Some may argue that it will take away from the scenery of the island. Personally, I would look forward each day to seeing the new ads. After all, this is Oahu, not the neighbor islands. We need to have diversity not only in our people, our food and our cultures, but also in our economy and in our islands. Let's face it, the Oahu is not as much of a tropical paradise as it was before.

It is important to preserve some areas, but I don't think it would be a huge sacrifice to add outdoor bus advertising to the urbanization that Oahu has experienced. We should let businesses that are willing to pay for advertising pay for the bus instead of the riders and taxpayers who are forced.

Justin Tanoue


Unfair to 'Hawaiian candidate'

In a Sept. 6 editorial, the editors of the Star-Bulletin took the position that a Hawaiian candidate for a vice chancellor position at the University of Hawaii-Manoa withdraw from the competition and focus on his family.

In truth, this Hawaiian candidate spoke about returning to both his family and to university life. In using the language and style of colonizers, the editors expect this Hawaiian to withdraw his candidacy and be pushed out.

Historically, the Hawaiians listened to colonizers and in turn lost their lands, language, culture and identity. This Hawaiian candidate will not repeat history.

The editors base their prejudicial position on the misguided writings of their reporters and their dependence on sensationalism ("Groups want more details on McCubbin," Star-Bulletin, Sept. 5).

The editors:

1. Dismissed the Hawaiian candidate's competencies, solid education and depth of administration, scholarly work, grantsmanship, commitment to articulation, as well as research and 27 years of experience in meeting the eligibility criteria for the position.

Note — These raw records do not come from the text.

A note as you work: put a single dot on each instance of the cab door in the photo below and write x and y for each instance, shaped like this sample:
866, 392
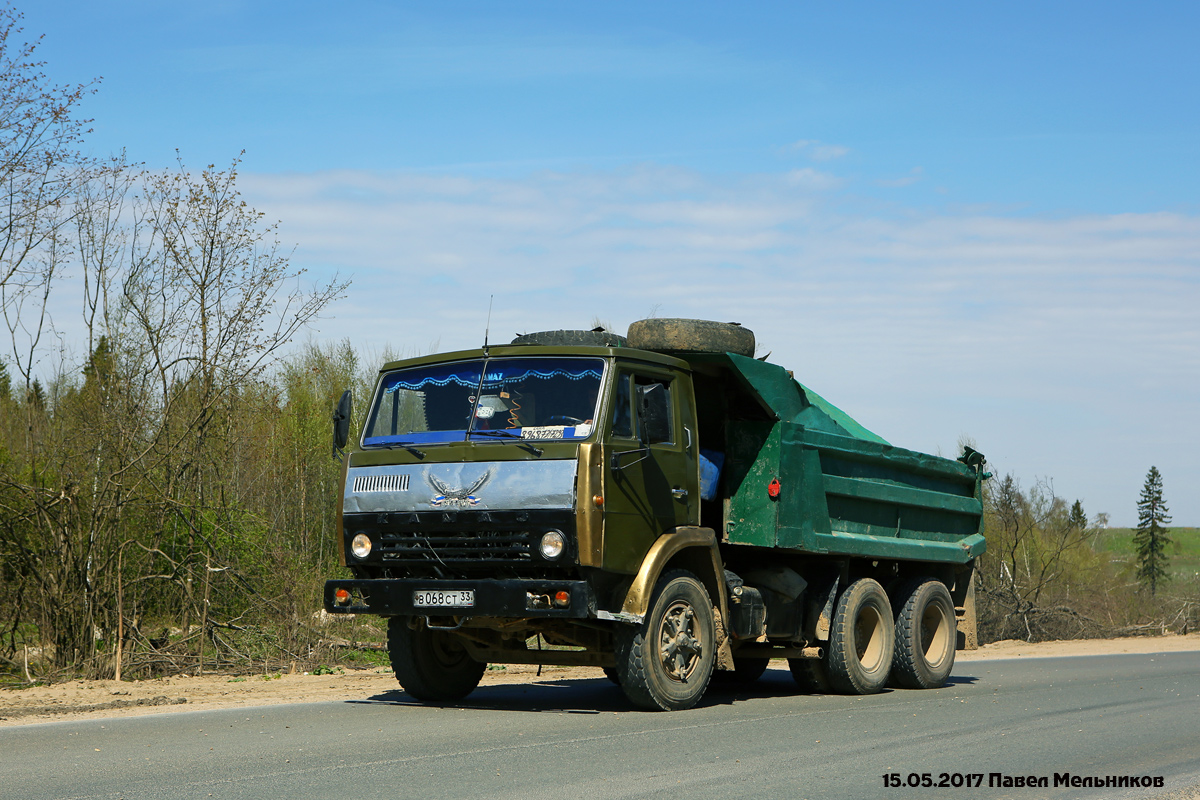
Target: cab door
652, 477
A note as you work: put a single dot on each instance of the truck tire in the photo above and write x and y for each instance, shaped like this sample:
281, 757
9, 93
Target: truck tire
925, 636
862, 639
573, 338
690, 336
665, 663
431, 666
811, 675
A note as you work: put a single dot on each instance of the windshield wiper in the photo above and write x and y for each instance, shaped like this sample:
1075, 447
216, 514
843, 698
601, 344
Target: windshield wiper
393, 445
509, 434
495, 433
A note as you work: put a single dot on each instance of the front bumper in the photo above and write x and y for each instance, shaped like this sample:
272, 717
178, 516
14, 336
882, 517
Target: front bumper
517, 597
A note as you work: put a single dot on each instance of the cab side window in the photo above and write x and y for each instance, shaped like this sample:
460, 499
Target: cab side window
663, 403
622, 415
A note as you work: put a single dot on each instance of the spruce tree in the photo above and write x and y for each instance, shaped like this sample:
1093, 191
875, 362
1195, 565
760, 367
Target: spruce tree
1078, 517
1151, 539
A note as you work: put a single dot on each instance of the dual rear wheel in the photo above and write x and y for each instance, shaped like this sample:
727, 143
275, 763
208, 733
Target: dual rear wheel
870, 644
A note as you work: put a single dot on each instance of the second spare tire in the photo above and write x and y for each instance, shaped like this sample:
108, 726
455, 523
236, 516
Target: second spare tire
667, 335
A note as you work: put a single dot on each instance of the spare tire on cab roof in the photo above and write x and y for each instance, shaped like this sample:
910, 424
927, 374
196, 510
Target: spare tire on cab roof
568, 338
691, 336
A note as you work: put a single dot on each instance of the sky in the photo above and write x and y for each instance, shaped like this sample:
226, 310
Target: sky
952, 220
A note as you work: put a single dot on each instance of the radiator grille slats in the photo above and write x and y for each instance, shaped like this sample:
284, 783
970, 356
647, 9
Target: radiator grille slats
381, 483
456, 547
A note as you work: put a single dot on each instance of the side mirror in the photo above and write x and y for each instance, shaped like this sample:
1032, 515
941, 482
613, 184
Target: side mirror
341, 422
654, 413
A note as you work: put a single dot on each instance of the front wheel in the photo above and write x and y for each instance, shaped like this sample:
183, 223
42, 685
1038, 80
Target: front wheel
431, 665
665, 663
862, 639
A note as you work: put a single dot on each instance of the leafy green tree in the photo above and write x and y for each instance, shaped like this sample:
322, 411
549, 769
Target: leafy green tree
1151, 539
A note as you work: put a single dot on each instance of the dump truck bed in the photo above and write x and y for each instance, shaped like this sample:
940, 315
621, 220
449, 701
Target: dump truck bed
841, 489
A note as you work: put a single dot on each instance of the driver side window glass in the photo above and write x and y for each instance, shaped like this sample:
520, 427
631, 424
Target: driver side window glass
622, 415
641, 382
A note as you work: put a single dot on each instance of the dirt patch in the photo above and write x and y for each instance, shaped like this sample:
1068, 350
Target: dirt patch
107, 698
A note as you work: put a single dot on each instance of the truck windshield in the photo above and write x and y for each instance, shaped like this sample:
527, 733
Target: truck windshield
507, 397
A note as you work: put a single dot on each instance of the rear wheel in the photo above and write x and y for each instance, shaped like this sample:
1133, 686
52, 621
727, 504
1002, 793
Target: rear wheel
665, 663
431, 665
862, 639
925, 636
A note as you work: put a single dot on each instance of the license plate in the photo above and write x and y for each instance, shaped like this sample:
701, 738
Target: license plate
444, 597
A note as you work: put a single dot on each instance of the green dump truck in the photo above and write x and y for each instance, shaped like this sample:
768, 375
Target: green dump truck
664, 506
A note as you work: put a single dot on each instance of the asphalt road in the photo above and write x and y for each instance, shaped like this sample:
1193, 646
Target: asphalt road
1129, 715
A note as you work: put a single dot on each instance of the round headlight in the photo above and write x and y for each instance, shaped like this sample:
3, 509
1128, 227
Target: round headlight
361, 546
552, 545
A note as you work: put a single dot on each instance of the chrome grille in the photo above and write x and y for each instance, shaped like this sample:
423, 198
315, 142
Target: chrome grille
379, 483
456, 547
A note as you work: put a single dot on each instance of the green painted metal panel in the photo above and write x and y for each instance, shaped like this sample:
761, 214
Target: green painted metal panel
865, 489
959, 552
751, 462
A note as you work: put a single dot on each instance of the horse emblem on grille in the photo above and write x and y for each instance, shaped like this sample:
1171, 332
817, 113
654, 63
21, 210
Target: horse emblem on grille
456, 498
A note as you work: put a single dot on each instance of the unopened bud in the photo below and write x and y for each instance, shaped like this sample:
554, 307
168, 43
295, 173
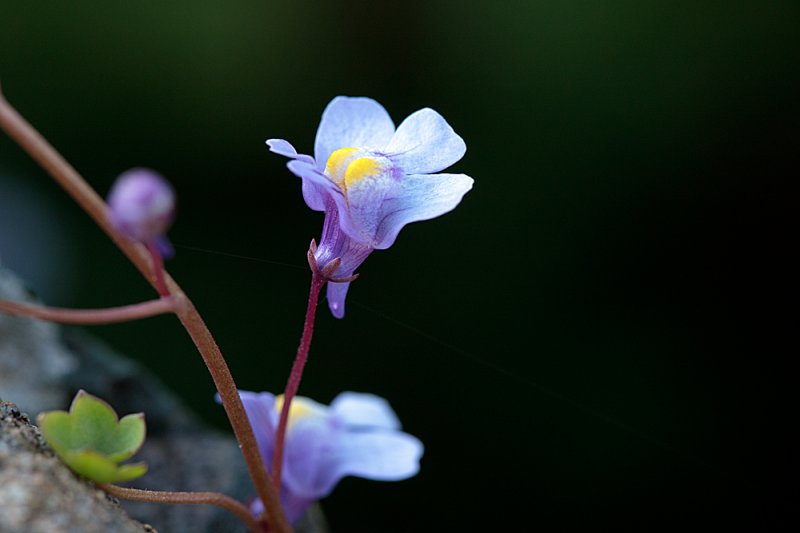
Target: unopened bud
142, 205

2. Dismissed the fact that the University of Wisconsin established his innocence, cleared the Hawaiian candidate from any wrongdoing and any violation of the university's harassment policy,

3. Dismissed the Hawaiian candidate's demonstrated commitment to upholding the standards of the academy on tenure matters and addressing issues of wrongdoing against ethnic minorities and women.

4. Dismissed the fact that a Wisconsin settlement with the non-tenured person, which was concluded nine months later, did not involve, implicate or mention the Hawaiian candidate.

5. Dismissed the fact that anyone denied tenure was entitled to one year of salary and the only supplemental financial incentive was to guarantee her immediate departure from and end her affiliation with the university.

6. Dismissed the Hawaiian candidate's established and documented contributions to the Hawaiian children and families and to the fair treatment and promotion of ethnic minority and women's development, scholarship and achievement.

7. Dismissed a legal settlement agreement between the Hawaiian candidate and the Kamehameha Schools requiring silence and non-disclosure of any facts surrounding the Kamehameha Schools.

8. Dismissed the Hawaiian candidate's categorical rejection of any allegations of an inappropriate relationship with any male or female member of the staff at Kamehameha Schools.

This Hawaiian candidate will not fetch, sit, heel, roll over, play dead, or withdraw. This Hawaiian candidate has no reason to hide and only asked for fair and equitable treatment and a level playing field in the search and selection process.

Hamilton Ii McCubbin

Editor's note: The Star-Bulletin's editorial did not mention Hamilton McCubbin's ethnic background.